Settled is the question that an indictment or information must be filed in a felony case within 120 days of arrest, unless the State establishes one of the exemptions to the Speedy Trial Act. In Pate v. State, 592 S.W.2d 620 (Tex.Cr.App.1980), we held that the defendant was entitled to relief under the provisions of Article [152]*15232A.02 when no indictment or information was filed until 165 days after the commencement date and the State failed to demonstrate why it was not ready within any of the exceptions to the Speedy Trial Act. Similarly, in Buford v. State, 657 S.W.2d 107 (Tex.Cr.App.1983), the indictment was dismissed under the Speedy Trial Act when 144 days elapsed between arrest and indictment and no exception to the Speedy Trial Act was shown by the State.

The Speedy Trial Act, however, does not require that the State be ready with a perfect indictment or information. In Ward v. State, 659 S.W.2d 643 (Tex.Cr. App.1983), the initial misdemeanor information was defective because the supporting affidavit was not signed. A second information alleging the same offense was filed outside the time limits of Article 32A.02. Nevertheless, we held that the State’s announcement of ready on the defective information was an effective claim of the State’s preparedness under the Speedy Trial Act. As Judge Campbell reasoned, “the distinction between an announcement of ready on no indictment or information and an announcement of ready on a defective indictment or information [is] of paramount significance.” Id. at 646.

Also instructive in this area are cases which focus on the scope of a defendant’s waiver of speedy trial, rather than the scope of the State’s announcement of ready.

In Paris v. State, 668 S.W.2d 411 (Tex. Cr.App.1984), the defendant filed waivers of speedy trial under a felony information for aggravated robbery. An indictment alleging the same offense was filed outside the time limits of the Speedy Trial Act. We held that since the two charging instruments alleged the same offense, the defendant’s earlier waiver of speedy trial transferred to the subsequent indictment.

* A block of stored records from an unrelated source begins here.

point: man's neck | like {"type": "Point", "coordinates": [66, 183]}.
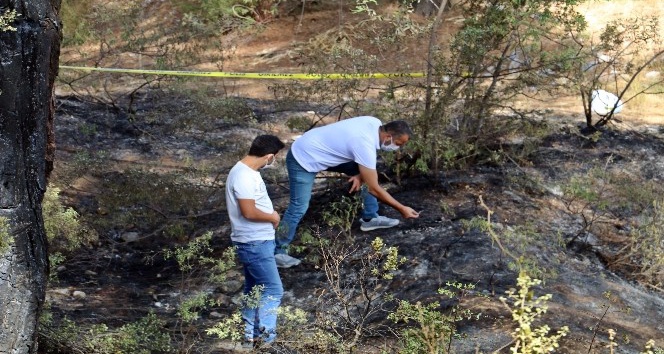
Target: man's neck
{"type": "Point", "coordinates": [255, 163]}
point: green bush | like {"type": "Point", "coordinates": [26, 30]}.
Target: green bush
{"type": "Point", "coordinates": [145, 336]}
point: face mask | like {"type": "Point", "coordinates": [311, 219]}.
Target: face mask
{"type": "Point", "coordinates": [269, 164]}
{"type": "Point", "coordinates": [389, 147]}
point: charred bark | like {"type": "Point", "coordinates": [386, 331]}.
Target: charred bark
{"type": "Point", "coordinates": [28, 66]}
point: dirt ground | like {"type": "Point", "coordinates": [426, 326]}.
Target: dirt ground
{"type": "Point", "coordinates": [123, 281]}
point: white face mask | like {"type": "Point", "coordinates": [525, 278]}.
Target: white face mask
{"type": "Point", "coordinates": [269, 164]}
{"type": "Point", "coordinates": [389, 147]}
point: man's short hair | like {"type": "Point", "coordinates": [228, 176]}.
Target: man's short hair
{"type": "Point", "coordinates": [398, 128]}
{"type": "Point", "coordinates": [265, 145]}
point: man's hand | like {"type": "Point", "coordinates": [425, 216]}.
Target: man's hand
{"type": "Point", "coordinates": [275, 219]}
{"type": "Point", "coordinates": [356, 183]}
{"type": "Point", "coordinates": [409, 213]}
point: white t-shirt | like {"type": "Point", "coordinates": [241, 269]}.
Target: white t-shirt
{"type": "Point", "coordinates": [245, 183]}
{"type": "Point", "coordinates": [354, 139]}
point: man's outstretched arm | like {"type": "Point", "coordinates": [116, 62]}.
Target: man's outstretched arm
{"type": "Point", "coordinates": [370, 178]}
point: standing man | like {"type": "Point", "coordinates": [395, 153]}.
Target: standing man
{"type": "Point", "coordinates": [348, 146]}
{"type": "Point", "coordinates": [253, 221]}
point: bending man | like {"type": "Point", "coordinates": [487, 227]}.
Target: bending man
{"type": "Point", "coordinates": [348, 146]}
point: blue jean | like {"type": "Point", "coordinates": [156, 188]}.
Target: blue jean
{"type": "Point", "coordinates": [301, 183]}
{"type": "Point", "coordinates": [260, 269]}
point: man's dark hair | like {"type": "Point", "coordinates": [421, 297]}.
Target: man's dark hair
{"type": "Point", "coordinates": [398, 128]}
{"type": "Point", "coordinates": [265, 145]}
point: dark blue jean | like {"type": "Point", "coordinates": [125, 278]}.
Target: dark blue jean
{"type": "Point", "coordinates": [301, 183]}
{"type": "Point", "coordinates": [260, 270]}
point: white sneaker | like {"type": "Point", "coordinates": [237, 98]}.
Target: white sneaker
{"type": "Point", "coordinates": [286, 261]}
{"type": "Point", "coordinates": [380, 222]}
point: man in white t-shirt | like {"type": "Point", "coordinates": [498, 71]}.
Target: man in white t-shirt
{"type": "Point", "coordinates": [348, 146]}
{"type": "Point", "coordinates": [253, 224]}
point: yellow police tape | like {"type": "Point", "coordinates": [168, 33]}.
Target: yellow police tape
{"type": "Point", "coordinates": [246, 75]}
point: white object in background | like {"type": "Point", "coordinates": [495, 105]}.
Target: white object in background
{"type": "Point", "coordinates": [603, 102]}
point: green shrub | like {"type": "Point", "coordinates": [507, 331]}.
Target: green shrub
{"type": "Point", "coordinates": [145, 336]}
{"type": "Point", "coordinates": [526, 309]}
{"type": "Point", "coordinates": [63, 227]}
{"type": "Point", "coordinates": [6, 238]}
{"type": "Point", "coordinates": [6, 19]}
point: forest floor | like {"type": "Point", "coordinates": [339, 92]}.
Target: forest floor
{"type": "Point", "coordinates": [125, 275]}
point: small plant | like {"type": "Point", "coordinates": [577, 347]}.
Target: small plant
{"type": "Point", "coordinates": [342, 213]}
{"type": "Point", "coordinates": [431, 330]}
{"type": "Point", "coordinates": [144, 336]}
{"type": "Point", "coordinates": [6, 20]}
{"type": "Point", "coordinates": [64, 230]}
{"type": "Point", "coordinates": [5, 236]}
{"type": "Point", "coordinates": [232, 327]}
{"type": "Point", "coordinates": [526, 309]}
{"type": "Point", "coordinates": [357, 292]}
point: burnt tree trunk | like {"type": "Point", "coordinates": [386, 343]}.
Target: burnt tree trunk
{"type": "Point", "coordinates": [28, 66]}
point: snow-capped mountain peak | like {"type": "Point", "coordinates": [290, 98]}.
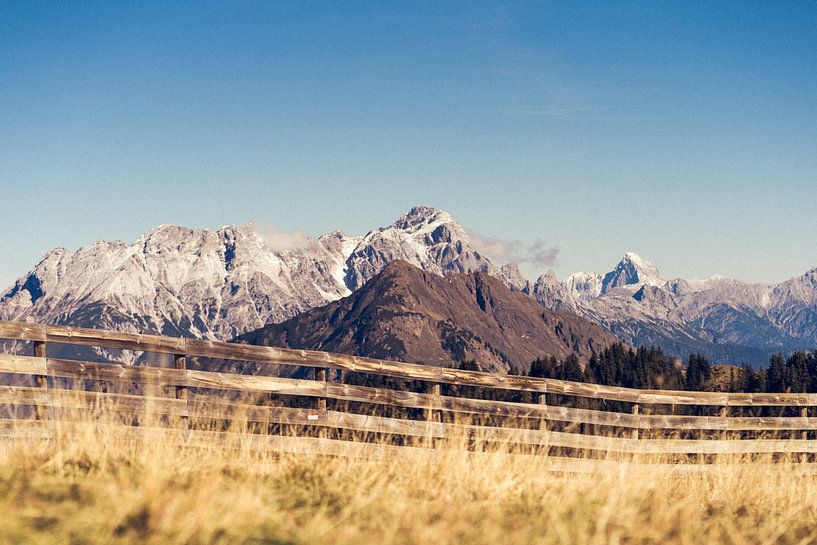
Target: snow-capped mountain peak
{"type": "Point", "coordinates": [631, 270]}
{"type": "Point", "coordinates": [215, 284]}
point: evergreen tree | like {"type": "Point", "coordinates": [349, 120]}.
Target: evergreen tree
{"type": "Point", "coordinates": [776, 376]}
{"type": "Point", "coordinates": [699, 372]}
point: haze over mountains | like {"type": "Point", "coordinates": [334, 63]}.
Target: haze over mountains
{"type": "Point", "coordinates": [220, 284]}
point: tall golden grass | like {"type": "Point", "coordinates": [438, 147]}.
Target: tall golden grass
{"type": "Point", "coordinates": [100, 482]}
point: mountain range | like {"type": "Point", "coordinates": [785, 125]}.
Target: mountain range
{"type": "Point", "coordinates": [407, 314]}
{"type": "Point", "coordinates": [220, 284]}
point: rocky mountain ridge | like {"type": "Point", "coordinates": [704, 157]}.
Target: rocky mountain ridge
{"type": "Point", "coordinates": [219, 284]}
{"type": "Point", "coordinates": [407, 314]}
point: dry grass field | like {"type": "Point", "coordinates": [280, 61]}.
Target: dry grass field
{"type": "Point", "coordinates": [93, 484]}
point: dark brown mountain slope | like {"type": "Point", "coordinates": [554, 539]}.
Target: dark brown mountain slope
{"type": "Point", "coordinates": [410, 315]}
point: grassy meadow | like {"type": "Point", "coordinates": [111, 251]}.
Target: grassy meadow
{"type": "Point", "coordinates": [93, 484]}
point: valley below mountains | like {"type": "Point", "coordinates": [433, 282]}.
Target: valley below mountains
{"type": "Point", "coordinates": [222, 284]}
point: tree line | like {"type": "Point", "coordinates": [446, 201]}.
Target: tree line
{"type": "Point", "coordinates": [619, 365]}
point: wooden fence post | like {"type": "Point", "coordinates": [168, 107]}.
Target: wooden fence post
{"type": "Point", "coordinates": [541, 399]}
{"type": "Point", "coordinates": [180, 362]}
{"type": "Point", "coordinates": [40, 381]}
{"type": "Point", "coordinates": [322, 375]}
{"type": "Point", "coordinates": [804, 414]}
{"type": "Point", "coordinates": [431, 414]}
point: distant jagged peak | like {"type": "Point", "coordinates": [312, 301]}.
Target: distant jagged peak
{"type": "Point", "coordinates": [631, 270]}
{"type": "Point", "coordinates": [548, 278]}
{"type": "Point", "coordinates": [422, 217]}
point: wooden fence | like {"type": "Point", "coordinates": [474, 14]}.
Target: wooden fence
{"type": "Point", "coordinates": [341, 398]}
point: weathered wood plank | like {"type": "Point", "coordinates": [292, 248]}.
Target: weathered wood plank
{"type": "Point", "coordinates": [103, 402]}
{"type": "Point", "coordinates": [22, 395]}
{"type": "Point", "coordinates": [209, 407]}
{"type": "Point", "coordinates": [249, 383]}
{"type": "Point", "coordinates": [114, 339]}
{"type": "Point", "coordinates": [82, 336]}
{"type": "Point", "coordinates": [116, 372]}
{"type": "Point", "coordinates": [22, 365]}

Likewise in Rosebury v. State, 659 S.W.2d 655 (Tex.Cr.App.1983), the defendant waived his right to speedy trial under indictments which alleged possession of tet-rahydrocannabinol (THC). Subsequent to those waivers, the prosecution learned from the State’s chemist that the controlled substance in question was marihuana, not THC. Thereafter, the defendant was indicted for possiession of marihuana. Even though the indictment for possession of marihuana was filed outside the time limits of Article 32A.02, we held in Rosebury that the defendant’s previous waiver of his rights under the Speedy Trial Act applied to the marihuana indictment. We noted that the facts revealed that only a single offense had been committed. Only a single substance was possessed, and only a single offense was alleged, although at first erroneously pleaded.

Significantly in Rosebury, we observed that had the defendant in that case possessed both THC and marihuana, a different issue would be presented. Id. at 657. That “different issue” is presented in this case.